Mastering the Module Pattern

I’m a massive fan of JavaScript’s Module Pattern and I’d like to share some use cases and differences in the pattern, and why they’re important. The Module Pattern is what we’d call a “design pattern”, and it’s extremely useful for a vast amount of reasons. My main attraction to the Module Pattern (and it’s variant, the Revealing Module Pattern) are because it makes scoping a breeze, and doesn’t overcomplicate JavaScript design.
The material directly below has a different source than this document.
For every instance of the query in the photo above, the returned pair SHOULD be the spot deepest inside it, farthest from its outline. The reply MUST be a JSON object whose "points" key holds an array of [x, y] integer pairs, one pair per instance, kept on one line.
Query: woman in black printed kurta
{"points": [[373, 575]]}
It also keeps things very simple and easy to read and use, uses Objects in a very nice way, and doesn’t bloat your code with repetitive this and prototype declarations. I thought I’d share some insight as to the awesome parts of the Module, and how you can master it and its variants and features.

Creating a Module

To understand what a Module can give you, you’ll need to understand what the following function concept does:

(function () {
  // code
})();

It declares a function, which then calls itself immediately. These are also known as Immediately-Invoked-Function-Expressions’s, in which the function creates new scope and creates “privacy”. JavaScript doesn’t have privacy, but creating new scope emulates this when we wrap all our function logic inside them. The idea then is to return only the parts we need, leaving the other code out of the global scope.

After creating new scope, we need to namespace our code so that we can access any methods we return. Let’s create a namespace for our anonymous Module.

var Module = (function () {
  // code
})();

We then have Module declared in the global scope, which means we can call it wherever we like, and even pass it into another Module.